Maintaining high stock density, where appropriate, also helped us to break up lignified pasture that was otherwise unpalatable to the herd. While consumption is the primary method of reducing vegetation, trampling is additively effective in minimizing fuel loads. Placing the goats overnight in areas where feed was less desirable allowed for impact from trampling: the fine fuels that encourage fire speed and spread are broken up, worked into the soil, and diminished by the animals’ hooves.

Our herd of Spanish cashmere goats are a family unit; there are a variety of ages and sizes in the herd, giving us more flexibility in impact. When moved to a new area, different goats could be seen targeting different species: older wethers on their hind legs reached for the tops of browned hemlock, yearlings nosed through green flatsedge, and mother dams happily stripped clean long, meandering stems of invasive blackberry.

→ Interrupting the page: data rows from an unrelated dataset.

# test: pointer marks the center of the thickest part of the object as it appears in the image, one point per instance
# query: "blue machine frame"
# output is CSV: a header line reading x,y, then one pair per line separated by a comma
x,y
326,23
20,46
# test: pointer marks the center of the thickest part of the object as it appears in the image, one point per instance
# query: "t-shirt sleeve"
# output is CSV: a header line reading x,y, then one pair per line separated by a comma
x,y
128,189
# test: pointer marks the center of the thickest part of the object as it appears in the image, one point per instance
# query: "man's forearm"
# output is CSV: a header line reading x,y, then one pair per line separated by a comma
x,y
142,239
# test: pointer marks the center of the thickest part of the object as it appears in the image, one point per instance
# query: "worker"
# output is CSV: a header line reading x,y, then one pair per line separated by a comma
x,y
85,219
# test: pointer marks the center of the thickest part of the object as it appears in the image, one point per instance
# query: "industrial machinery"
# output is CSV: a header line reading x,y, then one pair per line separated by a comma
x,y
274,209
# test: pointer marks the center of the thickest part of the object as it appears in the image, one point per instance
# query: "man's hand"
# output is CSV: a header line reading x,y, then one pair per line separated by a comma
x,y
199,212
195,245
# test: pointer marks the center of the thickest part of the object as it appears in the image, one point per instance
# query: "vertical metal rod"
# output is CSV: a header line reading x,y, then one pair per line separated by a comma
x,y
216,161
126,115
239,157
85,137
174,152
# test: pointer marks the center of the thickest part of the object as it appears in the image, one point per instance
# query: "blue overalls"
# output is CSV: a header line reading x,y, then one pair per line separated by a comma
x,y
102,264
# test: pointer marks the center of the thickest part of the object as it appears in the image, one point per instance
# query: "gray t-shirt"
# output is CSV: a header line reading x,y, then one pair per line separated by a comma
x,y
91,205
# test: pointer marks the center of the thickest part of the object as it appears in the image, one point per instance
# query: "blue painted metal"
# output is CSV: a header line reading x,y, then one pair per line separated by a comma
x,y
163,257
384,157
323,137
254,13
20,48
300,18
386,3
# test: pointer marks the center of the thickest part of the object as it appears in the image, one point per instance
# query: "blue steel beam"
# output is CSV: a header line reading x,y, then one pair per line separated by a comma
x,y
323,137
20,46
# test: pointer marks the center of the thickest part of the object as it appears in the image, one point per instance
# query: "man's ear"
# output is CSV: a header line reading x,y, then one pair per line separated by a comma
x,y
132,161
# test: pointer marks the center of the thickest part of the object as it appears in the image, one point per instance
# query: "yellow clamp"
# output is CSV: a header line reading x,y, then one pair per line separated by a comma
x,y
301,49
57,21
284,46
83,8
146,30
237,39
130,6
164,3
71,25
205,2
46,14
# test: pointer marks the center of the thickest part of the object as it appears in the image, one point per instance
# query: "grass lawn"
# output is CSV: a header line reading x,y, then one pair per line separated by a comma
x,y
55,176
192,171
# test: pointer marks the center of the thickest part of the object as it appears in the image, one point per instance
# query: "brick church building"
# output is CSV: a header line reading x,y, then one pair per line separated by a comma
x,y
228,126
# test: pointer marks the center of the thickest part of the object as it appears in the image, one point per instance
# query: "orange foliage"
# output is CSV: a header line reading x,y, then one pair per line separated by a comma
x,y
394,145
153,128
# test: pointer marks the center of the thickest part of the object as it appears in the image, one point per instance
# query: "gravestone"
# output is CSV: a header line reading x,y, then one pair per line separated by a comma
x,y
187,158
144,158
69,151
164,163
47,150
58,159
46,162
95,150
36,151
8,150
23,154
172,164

Working together, the herd’s behavior combined to advance an even plane of reduced vegetation.

Fifth Crow has a beautiful expanse of willow trees along the fenceline that protects their crop fields. These trees overlook a dense understory of bramble, bushes, and thistle—all potential ladder fuels for the adjacent willows. Repeatedly herding the animals to this area and using our skills as shepherds to keep the goats focused on target species was another way to guide their impact while ensuring each individual herd member still had the ability to select for their personal forage needs and desires. At the same time, we allowed the herd to prune the trees for vigor without reaching the level of excess girdling that might harm them. Herding—as opposed to fencing—was a complementary way to vary the intensity, duration, and timing of grazing across the Fifth Crow property.

Increasing our collective resilience to climate change will require a variety of overlapping methods. Using grazing to reduce the risk, severity, size, and spread of wildfires can be a direct means of protecting our community. Our team found that we could simultaneously employ our goat herd for fire mitigation while meeting their nutritional and psychological needs and improving ecosystem function. With ruminants, we can reduce vertical and horizontal fuels while also creatively using herding and fencing to maintain native plant communities, wildlife habitat, and biodiversity. Risk of devastating wildfire remains ever-present; grazing lands intentionally and adaptively allows us a regenerative approach to fire mitigation and a local solution to mitigating the impacts of climate change.